A apologia nunca esteve, portanto, no plano dos fatos, só nos olhos de quem viu ou ouviu dizer das obras de arte e não as compreendeu nem tolerou. Afinal, os crimes previstos nos artigos 240 e seguintes do Estatuto da Criança e do Adolescente se tipificam pelo envolvimento de crianças e adolescentes com efetivas práticas de sexo explícito e pornografia, nunca retratadas nem elogiadas ali, vale repetir.

Ao criminalizar determinados discursos por meio de tipos abertos, como o do artigo 287, o direito penal acaba por servir de pretexto à censura.

Para além de Queermuseu e de outros mais recentes acontecimentos em que a arte foi mal interpretada, o caso da “marcha da maconha” é um exemplo emblemático das distorções que se pode fazer a partir da plurissignificação da apologia ao crime.

No ano de 2008, a marcha – que pretendia reunir, no espaço público, pessoas que se manifestariam pela legalização do uso dessa substância – foi proibida pelo Poder Judiciário nas cidades de Curitiba, São Paulo, Rio de Janeiro, Belo Horizonte, Brasília, Cuiabá, Salvador, João Pessoa e Fortaleza. Já em 2009, foi também proibida pelo Judiciário em Curitiba, São Paulo, Americana, Juiz de Fora, Goiânia, Salvador, Fortaleza e João Pessoa[1]. Em 2010 e em 2011, outras tantas proibições judiciais ocorreram pelo Brasil.

A suposta apologia ao uso ilícito da maconha esteve no cerne da motivação das proibições judiciais. No Tribunal de Justiça de São Paulo, para citar um único exemplo, a decisão do ano de 2011 foi justificada sob o argumento de que “o evento que se quer coibir não trata de um debate de ideias, apenas, mas de uma manifestação de uso público coletivo de maconha, presentes indícios de práticas delitivas no ato questionado, especialmente porque, por fim, favorecem a fomentação do tráfico ilícito de drogas.”[2]

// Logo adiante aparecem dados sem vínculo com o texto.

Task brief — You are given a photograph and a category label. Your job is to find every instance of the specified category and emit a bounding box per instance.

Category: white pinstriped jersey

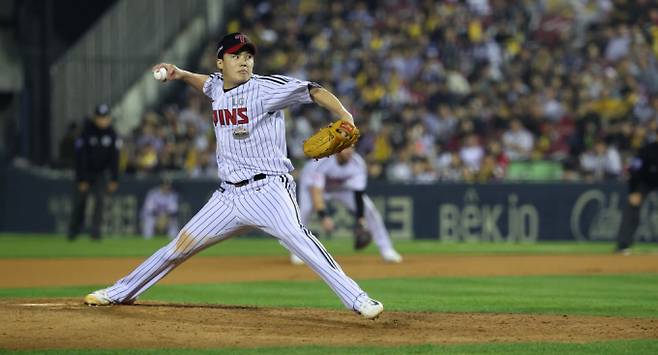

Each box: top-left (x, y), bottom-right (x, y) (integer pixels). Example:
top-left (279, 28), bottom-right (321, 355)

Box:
top-left (203, 73), bottom-right (314, 182)
top-left (301, 153), bottom-right (368, 192)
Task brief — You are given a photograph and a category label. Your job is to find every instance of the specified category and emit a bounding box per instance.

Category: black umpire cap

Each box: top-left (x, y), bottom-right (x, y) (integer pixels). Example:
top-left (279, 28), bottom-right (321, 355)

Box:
top-left (94, 103), bottom-right (111, 117)
top-left (216, 32), bottom-right (257, 58)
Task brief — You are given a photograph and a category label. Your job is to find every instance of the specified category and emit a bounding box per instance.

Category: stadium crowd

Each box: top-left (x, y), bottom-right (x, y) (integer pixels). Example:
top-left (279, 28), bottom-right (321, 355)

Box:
top-left (118, 0), bottom-right (658, 183)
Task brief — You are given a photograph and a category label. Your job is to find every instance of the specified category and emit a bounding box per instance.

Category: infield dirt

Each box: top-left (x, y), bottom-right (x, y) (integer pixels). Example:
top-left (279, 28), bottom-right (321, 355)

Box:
top-left (2, 254), bottom-right (658, 350)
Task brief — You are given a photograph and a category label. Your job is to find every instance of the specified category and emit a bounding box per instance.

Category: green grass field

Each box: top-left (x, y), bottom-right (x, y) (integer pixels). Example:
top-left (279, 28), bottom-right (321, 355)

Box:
top-left (3, 233), bottom-right (658, 258)
top-left (3, 341), bottom-right (658, 355)
top-left (1, 234), bottom-right (658, 354)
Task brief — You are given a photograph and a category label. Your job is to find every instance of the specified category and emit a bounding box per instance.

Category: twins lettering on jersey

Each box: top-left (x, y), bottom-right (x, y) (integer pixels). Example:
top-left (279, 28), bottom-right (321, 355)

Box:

Coube ao Supremo Tribunal Federal, também em 2011, brecar a censura judicial em curso. No julgamento da ADPF 187, decidiu-se aquilo que deveria ser óbvio: o artigo 287 do Código Penal deve receber interpretação conforme a Constituição Federal, não podendo servir de pretexto ao cerceamento da liberdade de expressão, do direito de reunião e do direito de petição.

Como pontuou o Ministro Celso de Mello, relator do caso, a proposta de descriminalização de determinado ilícito penal não se confunde com a instigação ou apologia à prática desse crime. Assim, ainda que a ideia abolicionista possa ser eventualmente considerada “estranha, extravagante, inaceitável ou perigosa”, não se pode impedir que seja externada publicamente.

Se deve haver tolerância em relação a discursos que propõem a abolição de crimes, o que dizer em relação à arte? É inacreditável que, seis anos após o julgamento da ADPF 187, a apologia ao crime possa, mais uma vez, servir de pretexto para a censura.

Não é difícil entender por que os mesmos grupos que enxergam apologia ao crime em obras de arte convivem tão bem com ideias como “bandido bom é bandido morto” e “o erro da ditadura foi torturar e não matar”. Vivemos tempos difíceis.

[1] Conforme noticia a petição inicial da ADPF 187, que tramitou no Supremo Tribunal Federal.

[2] Palavras do Desembargador Teodomiro Mendez, relator do mandado de segurança impetrado pelo Ministério Público do Estado de São Paulo para cassar o salvo-conduto antes concedido por juiz de primeiro grau aos participantes do ato público.